Avowed is a game preoccupied with fun, I think, and with play, perhaps as a game should be. Even exploring the game’s world, which is broken into a handful of regions, there’s a sense you’re exploring purposefully designed playgrounds which are intentionally populated with climbing frames and hidey holes masking subterranean worlds – or eccentric NPCs waiting to regale you with nonsensery. You can almost feel the designer’s eyes on you wherever you go, and I enjoy that, I find it reassuring. Adventure seems to be everywhere.

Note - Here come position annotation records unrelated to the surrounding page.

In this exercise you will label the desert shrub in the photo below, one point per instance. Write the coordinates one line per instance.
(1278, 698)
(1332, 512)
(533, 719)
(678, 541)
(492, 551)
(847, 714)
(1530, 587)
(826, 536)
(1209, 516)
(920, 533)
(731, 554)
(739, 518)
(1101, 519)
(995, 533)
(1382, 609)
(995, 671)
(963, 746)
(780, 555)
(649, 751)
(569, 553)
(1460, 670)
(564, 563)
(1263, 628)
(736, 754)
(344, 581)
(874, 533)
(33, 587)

Avowed screenshot showing the back of a character, stood on top of a hill, gazing off at the horizon. They carry a large sword and wear some medium armour. Are they lost?
Lovely. | Image credit: Xbox Game Studios / Obsidian Entertainment

This is a long way of saying don’t overlook Avowed again – it deserves more than that, and yes it is absolutely worth your time. And a year has treated the game well. There are new abilities to play with, new races to play as, a new weapon type, a new game plus option, a photo mode, and myriad tweaks and fixes. It’s the sort of stuff I’m sore about not being in the game when I played it – not that it will make a fundamental difference, but still, these are the grace notes and flourishes and expanded options I appreciate. In short, Avowed is better than it once was, and it was already better than I think most people give it credit for.

Look, February is a grim month where I live, cold and miserable and dreary, and that’s exactly what Avowed is not. This is a much needed dose of gaming sunshine. It’s only a shame there aren’t more games like it.